LA MISSION PARLEMENTAIRE SUR LES PRODUITS SOFTCARE LANCE SES AUDITIONS

La Mission d’information parlementaire chargée d’examiner les conditions de commercialisation des produits de marque Softcare au Sénégal a officiellement démarré ses travaux d’auditions. L’annonce a été faite jeudi par la présidente de la mission, l’honorable députée Khady Sarr, à travers un communiqué.
Conformément à l’article 51 du Règlement intérieur de l’Assemblée nationale, cette phase d’auditions a débuté le mercredi 14 janvier 2026. Elle s’inscrit dans le cadre du mandat confié à la mission, dont l’objectif est de faire toute la lumière sur les circonstances ayant entouré le retrait, puis la remise sur le marché des produits Softcare.
Selon Mme Sarr, les travaux seront menés suivant une démarche rigoureuse, contradictoire et pleinement documentée. Il s’agira notamment d’établir la chronologie des actes administratifs et techniques ayant conduit aux décisions prises, d’en apprécier la cohérence au regard des procédures d’inspection, de contrôle qualité et d’information du public, et d’identifier, le cas échéant, les responsabilités administratives à chaque niveau de la chaîne décisionnelle.

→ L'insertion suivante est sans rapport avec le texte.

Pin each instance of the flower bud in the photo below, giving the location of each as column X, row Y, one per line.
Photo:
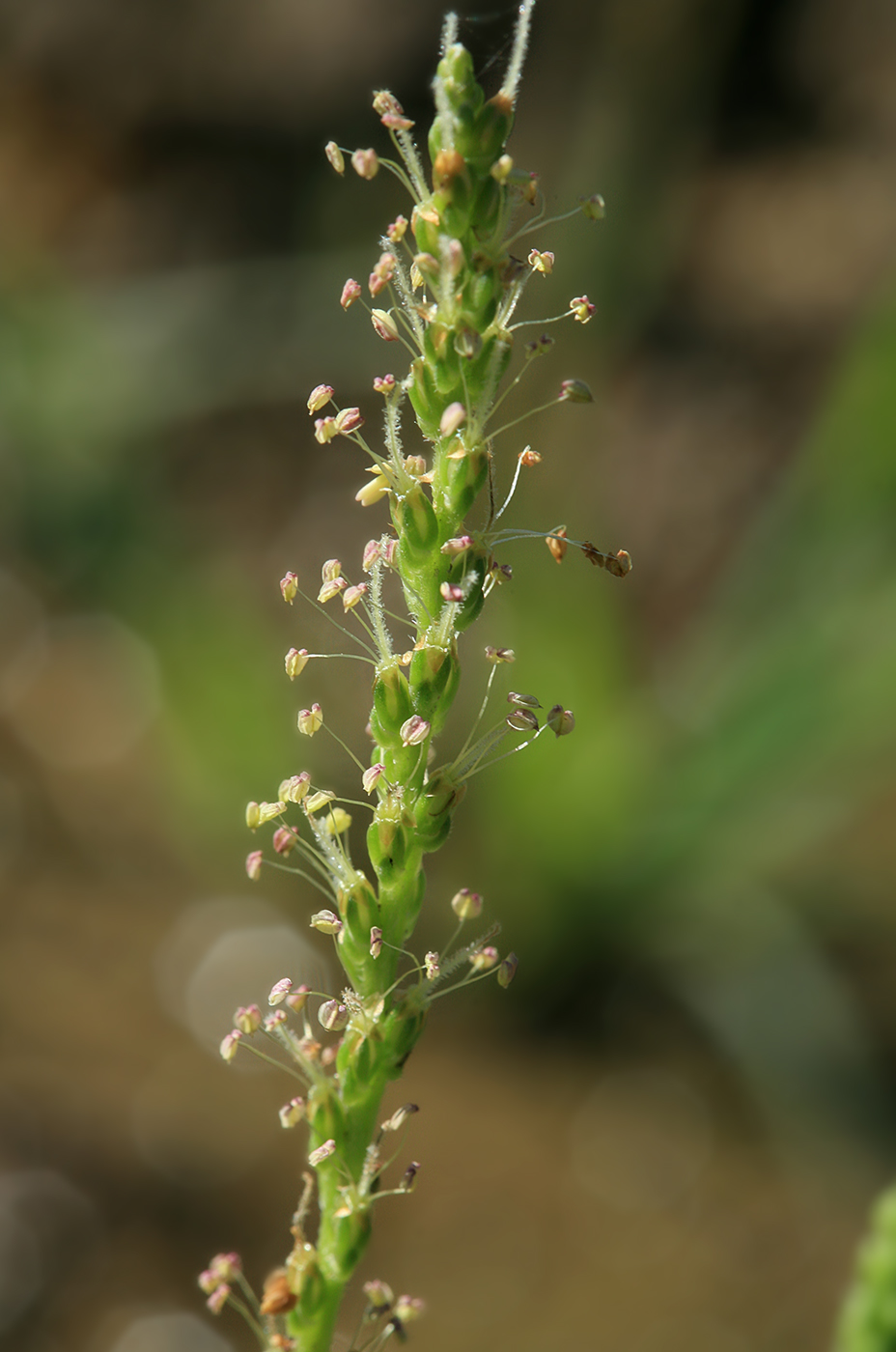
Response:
column 541, row 261
column 561, row 720
column 229, row 1044
column 218, row 1300
column 320, row 396
column 290, row 587
column 466, row 905
column 523, row 700
column 333, row 1016
column 521, row 720
column 507, row 971
column 350, row 293
column 286, row 840
column 324, row 430
column 384, row 324
column 299, row 998
column 414, row 730
column 349, row 421
column 351, row 595
column 365, row 164
column 557, row 544
column 293, row 1113
column 294, row 790
column 280, row 990
column 247, row 1018
column 399, row 1117
column 322, row 1153
column 594, row 207
column 378, row 1294
column 453, row 418
column 575, row 392
column 338, row 821
column 457, row 547
column 310, row 719
column 334, row 155
column 294, row 662
column 327, row 922
column 408, row 1308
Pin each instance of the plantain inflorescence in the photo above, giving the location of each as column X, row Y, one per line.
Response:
column 445, row 288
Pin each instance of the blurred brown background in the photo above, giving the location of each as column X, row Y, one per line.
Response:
column 665, row 1136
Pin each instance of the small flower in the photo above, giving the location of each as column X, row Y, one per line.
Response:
column 310, row 719
column 294, row 662
column 229, row 1044
column 398, row 230
column 575, row 392
column 459, row 545
column 294, row 790
column 293, row 1113
column 334, row 155
column 374, row 491
column 326, row 430
column 594, row 207
column 384, row 324
column 247, row 1018
column 582, row 308
column 349, row 421
column 378, row 1294
column 280, row 990
column 333, row 1016
column 322, row 1153
column 372, row 776
column 453, row 418
column 338, row 821
column 365, row 164
column 561, row 720
column 350, row 293
column 351, row 595
column 466, row 905
column 521, row 720
column 218, row 1300
column 507, row 971
column 541, row 261
column 331, row 588
column 284, row 840
column 290, row 587
column 320, row 396
column 557, row 543
column 327, row 922
column 414, row 730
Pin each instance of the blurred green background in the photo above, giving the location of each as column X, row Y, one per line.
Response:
column 665, row 1136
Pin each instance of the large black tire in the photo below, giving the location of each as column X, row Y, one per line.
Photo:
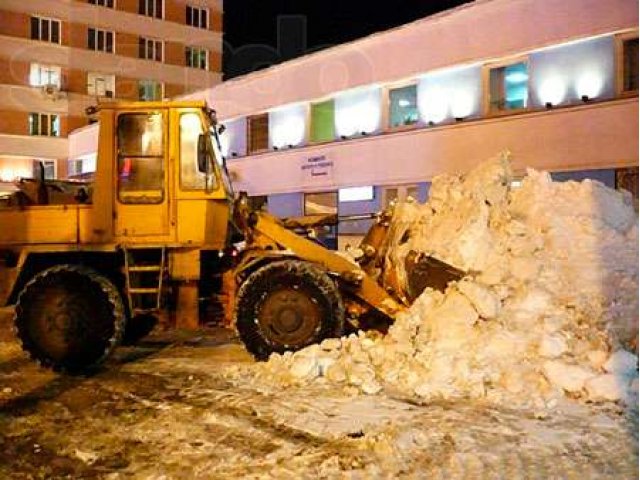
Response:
column 69, row 318
column 287, row 305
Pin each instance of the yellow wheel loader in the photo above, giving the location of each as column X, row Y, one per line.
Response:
column 84, row 263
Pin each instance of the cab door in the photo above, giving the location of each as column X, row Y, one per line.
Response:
column 142, row 172
column 202, row 203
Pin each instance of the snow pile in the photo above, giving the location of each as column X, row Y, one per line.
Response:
column 549, row 306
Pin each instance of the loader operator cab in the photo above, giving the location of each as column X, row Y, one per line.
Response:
column 171, row 181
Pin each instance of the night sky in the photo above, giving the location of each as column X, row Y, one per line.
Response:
column 253, row 28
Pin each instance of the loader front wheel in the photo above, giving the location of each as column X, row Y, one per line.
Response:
column 69, row 318
column 287, row 305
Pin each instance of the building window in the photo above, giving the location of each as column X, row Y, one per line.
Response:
column 322, row 122
column 101, row 84
column 41, row 75
column 150, row 49
column 46, row 124
column 44, row 169
column 403, row 106
column 45, row 29
column 508, row 87
column 102, row 3
column 140, row 158
column 151, row 8
column 258, row 126
column 149, row 90
column 400, row 193
column 630, row 65
column 197, row 57
column 74, row 167
column 197, row 17
column 100, row 40
column 355, row 194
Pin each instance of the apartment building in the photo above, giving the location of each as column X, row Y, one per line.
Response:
column 59, row 56
column 349, row 129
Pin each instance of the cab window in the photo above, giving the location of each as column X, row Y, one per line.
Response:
column 190, row 177
column 141, row 158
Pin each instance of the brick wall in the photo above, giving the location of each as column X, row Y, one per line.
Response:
column 126, row 88
column 174, row 53
column 14, row 123
column 130, row 6
column 76, row 34
column 14, row 72
column 127, row 44
column 15, row 24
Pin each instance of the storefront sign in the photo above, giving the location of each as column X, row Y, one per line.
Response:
column 317, row 166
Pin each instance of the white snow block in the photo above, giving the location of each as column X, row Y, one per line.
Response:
column 570, row 378
column 483, row 300
column 623, row 363
column 607, row 387
column 552, row 346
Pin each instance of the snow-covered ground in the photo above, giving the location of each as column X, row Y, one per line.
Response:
column 165, row 410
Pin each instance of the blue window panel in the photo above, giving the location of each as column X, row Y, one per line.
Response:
column 515, row 85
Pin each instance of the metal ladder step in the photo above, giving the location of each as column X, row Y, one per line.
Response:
column 145, row 268
column 144, row 291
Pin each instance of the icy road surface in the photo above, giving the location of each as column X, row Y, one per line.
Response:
column 163, row 410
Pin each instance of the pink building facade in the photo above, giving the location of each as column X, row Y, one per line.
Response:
column 350, row 128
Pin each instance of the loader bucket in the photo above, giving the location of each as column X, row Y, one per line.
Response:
column 425, row 271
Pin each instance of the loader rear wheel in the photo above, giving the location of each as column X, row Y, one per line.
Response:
column 287, row 305
column 69, row 318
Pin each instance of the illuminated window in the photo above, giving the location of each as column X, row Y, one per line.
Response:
column 41, row 75
column 49, row 167
column 150, row 49
column 355, row 194
column 47, row 124
column 508, row 87
column 258, row 133
column 403, row 106
column 101, row 84
column 630, row 65
column 197, row 57
column 140, row 158
column 399, row 193
column 45, row 29
column 100, row 40
column 149, row 90
column 151, row 8
column 322, row 121
column 197, row 17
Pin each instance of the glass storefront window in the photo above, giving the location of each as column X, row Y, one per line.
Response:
column 403, row 106
column 322, row 121
column 508, row 87
column 258, row 133
column 630, row 64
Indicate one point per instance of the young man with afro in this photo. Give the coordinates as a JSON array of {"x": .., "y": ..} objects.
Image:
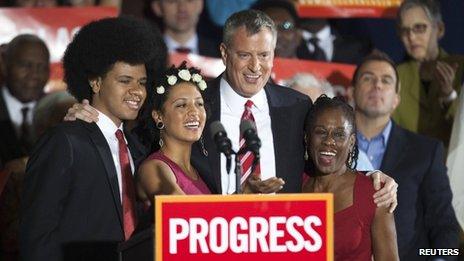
[{"x": 79, "y": 199}]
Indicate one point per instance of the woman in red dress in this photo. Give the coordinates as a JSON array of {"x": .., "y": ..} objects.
[{"x": 362, "y": 230}]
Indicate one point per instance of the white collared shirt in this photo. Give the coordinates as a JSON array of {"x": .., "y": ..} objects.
[
  {"x": 325, "y": 41},
  {"x": 108, "y": 128},
  {"x": 232, "y": 107},
  {"x": 172, "y": 44},
  {"x": 14, "y": 107}
]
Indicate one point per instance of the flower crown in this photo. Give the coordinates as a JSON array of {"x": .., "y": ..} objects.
[{"x": 185, "y": 74}]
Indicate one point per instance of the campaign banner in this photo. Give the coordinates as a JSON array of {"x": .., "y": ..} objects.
[
  {"x": 347, "y": 8},
  {"x": 337, "y": 74},
  {"x": 244, "y": 227}
]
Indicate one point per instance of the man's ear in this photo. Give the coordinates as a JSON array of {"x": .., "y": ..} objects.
[
  {"x": 441, "y": 30},
  {"x": 95, "y": 84},
  {"x": 156, "y": 8},
  {"x": 223, "y": 49}
]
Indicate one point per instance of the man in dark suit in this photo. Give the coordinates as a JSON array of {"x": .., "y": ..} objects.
[
  {"x": 279, "y": 113},
  {"x": 321, "y": 42},
  {"x": 179, "y": 23},
  {"x": 425, "y": 217},
  {"x": 79, "y": 198},
  {"x": 27, "y": 69}
]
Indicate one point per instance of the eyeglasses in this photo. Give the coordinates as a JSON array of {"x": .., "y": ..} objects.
[
  {"x": 417, "y": 29},
  {"x": 286, "y": 26}
]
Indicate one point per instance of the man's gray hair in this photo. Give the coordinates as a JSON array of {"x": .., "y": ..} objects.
[
  {"x": 430, "y": 7},
  {"x": 253, "y": 20}
]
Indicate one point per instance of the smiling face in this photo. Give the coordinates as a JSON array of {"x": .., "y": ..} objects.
[
  {"x": 288, "y": 37},
  {"x": 330, "y": 141},
  {"x": 121, "y": 92},
  {"x": 375, "y": 89},
  {"x": 183, "y": 114},
  {"x": 420, "y": 34},
  {"x": 249, "y": 60}
]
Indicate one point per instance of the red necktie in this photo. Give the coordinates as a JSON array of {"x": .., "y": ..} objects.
[
  {"x": 128, "y": 190},
  {"x": 183, "y": 50},
  {"x": 247, "y": 159}
]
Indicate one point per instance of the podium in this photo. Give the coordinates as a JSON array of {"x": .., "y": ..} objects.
[
  {"x": 139, "y": 247},
  {"x": 244, "y": 227}
]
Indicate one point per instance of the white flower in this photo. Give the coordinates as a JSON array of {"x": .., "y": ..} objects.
[
  {"x": 196, "y": 77},
  {"x": 172, "y": 79},
  {"x": 184, "y": 75},
  {"x": 202, "y": 85},
  {"x": 160, "y": 89}
]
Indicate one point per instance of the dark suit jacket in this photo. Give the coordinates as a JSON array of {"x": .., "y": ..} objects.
[
  {"x": 207, "y": 47},
  {"x": 424, "y": 217},
  {"x": 71, "y": 207},
  {"x": 10, "y": 147},
  {"x": 288, "y": 111},
  {"x": 346, "y": 50}
]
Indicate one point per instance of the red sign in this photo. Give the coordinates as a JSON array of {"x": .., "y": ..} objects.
[
  {"x": 56, "y": 26},
  {"x": 347, "y": 8},
  {"x": 244, "y": 227},
  {"x": 337, "y": 74}
]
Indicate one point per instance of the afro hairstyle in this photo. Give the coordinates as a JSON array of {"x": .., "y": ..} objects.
[{"x": 100, "y": 44}]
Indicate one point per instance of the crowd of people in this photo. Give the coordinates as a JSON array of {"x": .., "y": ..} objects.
[{"x": 137, "y": 128}]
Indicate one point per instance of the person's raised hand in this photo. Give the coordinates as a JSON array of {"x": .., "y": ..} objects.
[
  {"x": 256, "y": 185},
  {"x": 386, "y": 195}
]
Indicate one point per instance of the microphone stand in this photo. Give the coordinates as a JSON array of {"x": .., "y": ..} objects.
[{"x": 238, "y": 173}]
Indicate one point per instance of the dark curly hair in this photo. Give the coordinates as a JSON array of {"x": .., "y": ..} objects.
[
  {"x": 324, "y": 103},
  {"x": 146, "y": 130},
  {"x": 100, "y": 44}
]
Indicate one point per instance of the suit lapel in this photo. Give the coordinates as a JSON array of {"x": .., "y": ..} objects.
[
  {"x": 105, "y": 154},
  {"x": 396, "y": 146},
  {"x": 208, "y": 166}
]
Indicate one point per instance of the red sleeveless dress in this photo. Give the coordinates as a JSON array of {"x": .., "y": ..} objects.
[
  {"x": 188, "y": 185},
  {"x": 353, "y": 224}
]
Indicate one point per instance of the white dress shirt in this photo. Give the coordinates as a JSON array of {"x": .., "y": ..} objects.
[
  {"x": 108, "y": 128},
  {"x": 232, "y": 107},
  {"x": 325, "y": 41},
  {"x": 172, "y": 44},
  {"x": 14, "y": 107}
]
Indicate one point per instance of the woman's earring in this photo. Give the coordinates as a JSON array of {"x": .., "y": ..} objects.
[
  {"x": 160, "y": 125},
  {"x": 205, "y": 152},
  {"x": 349, "y": 161}
]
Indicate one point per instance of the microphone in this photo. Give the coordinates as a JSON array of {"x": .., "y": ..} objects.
[
  {"x": 252, "y": 141},
  {"x": 223, "y": 143}
]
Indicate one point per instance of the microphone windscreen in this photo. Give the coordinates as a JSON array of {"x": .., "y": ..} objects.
[
  {"x": 246, "y": 125},
  {"x": 216, "y": 127}
]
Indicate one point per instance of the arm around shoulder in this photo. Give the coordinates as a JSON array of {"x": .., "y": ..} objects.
[
  {"x": 383, "y": 233},
  {"x": 154, "y": 177}
]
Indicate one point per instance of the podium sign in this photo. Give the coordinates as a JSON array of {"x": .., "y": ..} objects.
[{"x": 244, "y": 227}]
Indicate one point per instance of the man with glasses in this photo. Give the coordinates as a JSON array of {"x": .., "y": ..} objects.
[{"x": 431, "y": 78}]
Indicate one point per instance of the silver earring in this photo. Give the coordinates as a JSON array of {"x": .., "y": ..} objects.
[
  {"x": 205, "y": 152},
  {"x": 160, "y": 125}
]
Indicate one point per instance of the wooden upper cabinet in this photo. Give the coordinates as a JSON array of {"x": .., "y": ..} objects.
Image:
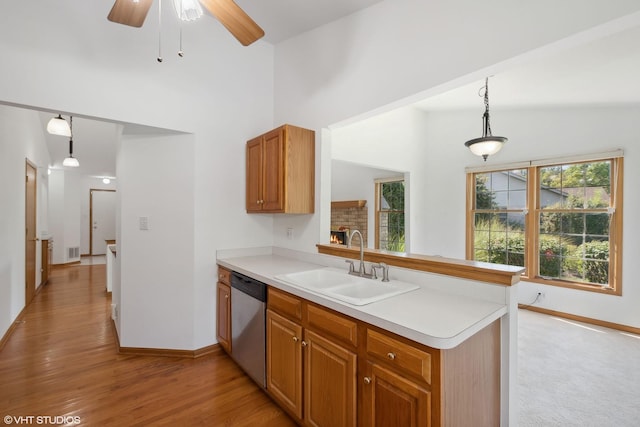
[{"x": 281, "y": 171}]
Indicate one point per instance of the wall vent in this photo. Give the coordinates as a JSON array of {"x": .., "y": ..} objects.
[{"x": 73, "y": 253}]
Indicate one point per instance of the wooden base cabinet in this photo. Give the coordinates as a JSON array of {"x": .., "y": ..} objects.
[
  {"x": 391, "y": 400},
  {"x": 310, "y": 375},
  {"x": 223, "y": 309},
  {"x": 327, "y": 369},
  {"x": 284, "y": 362},
  {"x": 329, "y": 382}
]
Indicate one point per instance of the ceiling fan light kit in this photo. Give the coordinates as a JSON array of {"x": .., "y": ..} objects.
[
  {"x": 487, "y": 144},
  {"x": 188, "y": 10},
  {"x": 230, "y": 15}
]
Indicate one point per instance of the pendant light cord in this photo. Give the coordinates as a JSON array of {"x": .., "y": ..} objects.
[
  {"x": 487, "y": 124},
  {"x": 71, "y": 136},
  {"x": 180, "y": 51},
  {"x": 159, "y": 31}
]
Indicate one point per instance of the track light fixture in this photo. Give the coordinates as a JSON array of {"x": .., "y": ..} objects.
[{"x": 71, "y": 161}]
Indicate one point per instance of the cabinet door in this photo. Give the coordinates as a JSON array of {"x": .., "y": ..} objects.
[
  {"x": 391, "y": 400},
  {"x": 254, "y": 175},
  {"x": 284, "y": 362},
  {"x": 273, "y": 173},
  {"x": 223, "y": 326},
  {"x": 329, "y": 383}
]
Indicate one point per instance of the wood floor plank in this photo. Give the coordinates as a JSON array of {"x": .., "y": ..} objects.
[{"x": 61, "y": 360}]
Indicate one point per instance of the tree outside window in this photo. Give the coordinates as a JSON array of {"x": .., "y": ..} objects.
[
  {"x": 562, "y": 222},
  {"x": 390, "y": 228}
]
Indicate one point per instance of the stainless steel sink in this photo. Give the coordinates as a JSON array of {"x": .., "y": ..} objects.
[{"x": 338, "y": 284}]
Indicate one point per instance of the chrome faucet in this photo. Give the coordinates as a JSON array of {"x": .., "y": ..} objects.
[{"x": 362, "y": 271}]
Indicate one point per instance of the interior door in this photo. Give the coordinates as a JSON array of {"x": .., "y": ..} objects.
[
  {"x": 102, "y": 214},
  {"x": 30, "y": 233}
]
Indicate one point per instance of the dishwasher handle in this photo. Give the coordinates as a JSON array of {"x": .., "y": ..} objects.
[{"x": 249, "y": 286}]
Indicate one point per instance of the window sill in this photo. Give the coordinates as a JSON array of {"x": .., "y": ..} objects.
[
  {"x": 573, "y": 285},
  {"x": 492, "y": 273}
]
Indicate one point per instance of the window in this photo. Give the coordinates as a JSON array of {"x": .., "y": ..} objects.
[
  {"x": 561, "y": 221},
  {"x": 390, "y": 215}
]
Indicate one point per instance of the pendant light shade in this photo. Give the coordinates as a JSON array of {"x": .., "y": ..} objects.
[
  {"x": 487, "y": 144},
  {"x": 71, "y": 161},
  {"x": 58, "y": 126}
]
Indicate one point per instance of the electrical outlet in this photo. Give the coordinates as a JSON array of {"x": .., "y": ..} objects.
[{"x": 143, "y": 222}]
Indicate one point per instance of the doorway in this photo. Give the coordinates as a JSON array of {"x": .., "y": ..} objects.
[
  {"x": 30, "y": 232},
  {"x": 102, "y": 220}
]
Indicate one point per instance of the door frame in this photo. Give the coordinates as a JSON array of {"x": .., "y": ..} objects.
[
  {"x": 91, "y": 190},
  {"x": 31, "y": 236}
]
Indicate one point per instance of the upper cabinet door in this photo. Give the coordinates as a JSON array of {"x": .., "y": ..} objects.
[
  {"x": 254, "y": 175},
  {"x": 273, "y": 188},
  {"x": 281, "y": 171}
]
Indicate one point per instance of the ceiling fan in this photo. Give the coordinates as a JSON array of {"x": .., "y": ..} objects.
[{"x": 235, "y": 20}]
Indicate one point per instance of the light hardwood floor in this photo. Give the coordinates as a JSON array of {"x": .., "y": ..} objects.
[{"x": 61, "y": 360}]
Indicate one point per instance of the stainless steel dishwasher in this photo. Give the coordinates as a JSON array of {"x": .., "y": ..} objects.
[{"x": 248, "y": 309}]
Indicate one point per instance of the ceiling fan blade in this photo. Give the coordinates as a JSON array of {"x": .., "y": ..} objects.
[
  {"x": 235, "y": 20},
  {"x": 130, "y": 12}
]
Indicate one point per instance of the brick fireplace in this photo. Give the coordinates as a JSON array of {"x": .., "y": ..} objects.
[{"x": 347, "y": 216}]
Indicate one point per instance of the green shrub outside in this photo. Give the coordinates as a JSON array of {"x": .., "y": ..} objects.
[{"x": 557, "y": 255}]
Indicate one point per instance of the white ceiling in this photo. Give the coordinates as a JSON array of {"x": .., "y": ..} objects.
[
  {"x": 602, "y": 72},
  {"x": 283, "y": 19}
]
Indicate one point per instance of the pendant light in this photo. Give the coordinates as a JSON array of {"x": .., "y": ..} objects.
[
  {"x": 58, "y": 126},
  {"x": 71, "y": 161},
  {"x": 488, "y": 144}
]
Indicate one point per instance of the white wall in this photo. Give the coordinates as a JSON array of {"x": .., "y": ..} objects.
[
  {"x": 64, "y": 214},
  {"x": 399, "y": 51},
  {"x": 22, "y": 138},
  {"x": 220, "y": 92},
  {"x": 395, "y": 140},
  {"x": 566, "y": 131},
  {"x": 224, "y": 94},
  {"x": 156, "y": 289}
]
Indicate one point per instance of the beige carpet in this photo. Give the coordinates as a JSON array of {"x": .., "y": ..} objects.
[{"x": 576, "y": 374}]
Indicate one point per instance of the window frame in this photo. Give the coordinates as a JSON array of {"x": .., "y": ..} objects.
[
  {"x": 378, "y": 207},
  {"x": 532, "y": 220}
]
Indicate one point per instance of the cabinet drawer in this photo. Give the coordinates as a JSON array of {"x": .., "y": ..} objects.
[
  {"x": 339, "y": 326},
  {"x": 285, "y": 304},
  {"x": 399, "y": 355},
  {"x": 224, "y": 275}
]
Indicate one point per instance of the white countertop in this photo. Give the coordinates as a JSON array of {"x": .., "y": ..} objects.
[{"x": 435, "y": 318}]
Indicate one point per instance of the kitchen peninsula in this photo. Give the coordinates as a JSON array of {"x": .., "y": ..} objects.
[{"x": 443, "y": 354}]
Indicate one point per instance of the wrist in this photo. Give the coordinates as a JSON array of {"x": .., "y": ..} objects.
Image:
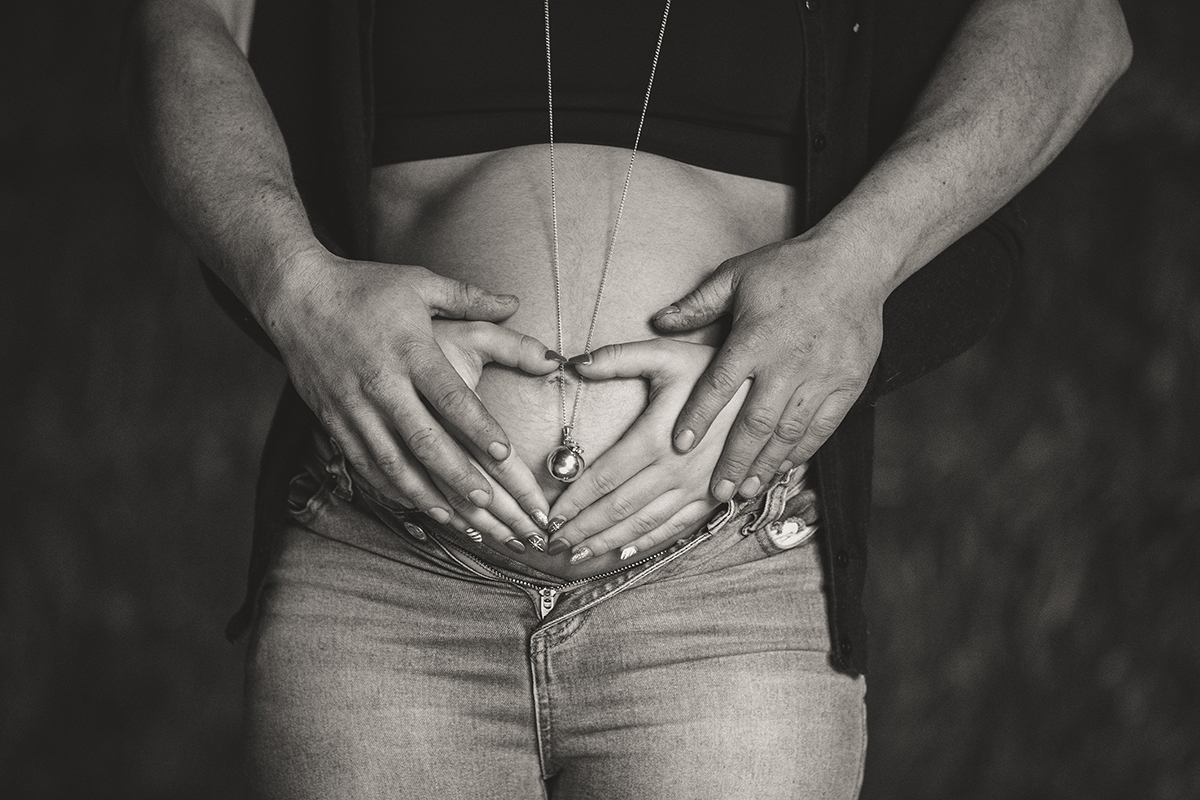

Dans ce cadre, la mission prévoit l’audition des autorités de régulation, des ministères concernés, de l’opérateur Softcare, ainsi que de toute structure professionnelle, technique ou représentative jugée utile à l’établissement des faits. Une visite de terrain est également programmée au sein de l’entreprise Softcare, afin d’évaluer sur site les conditions de production, d’entreposage, de traçabilité et le respect des exigences de conformité.
Par ailleurs, une consultation citoyenne sera mise en place afin de recueillir les contributions des usagers, des organisations de consommateurs et des autres parties prenantes. Cette approche participative et inclusive vise à placer l’intérêt général et la protection de la santé publique au cœur des travaux.
La présidente de la mission a enfin rappelé que les travaux se dérouleront dans le strict respect des secrets légalement protégés, des droits des personnes et des exigences de sérénité propres au contrôle parlementaire. Elle a appelé l’ensemble des administrations, organismes et parties concernées à coopérer de manière « pleine et loyale », afin de renforcer la transparence et la confiance des citoyens.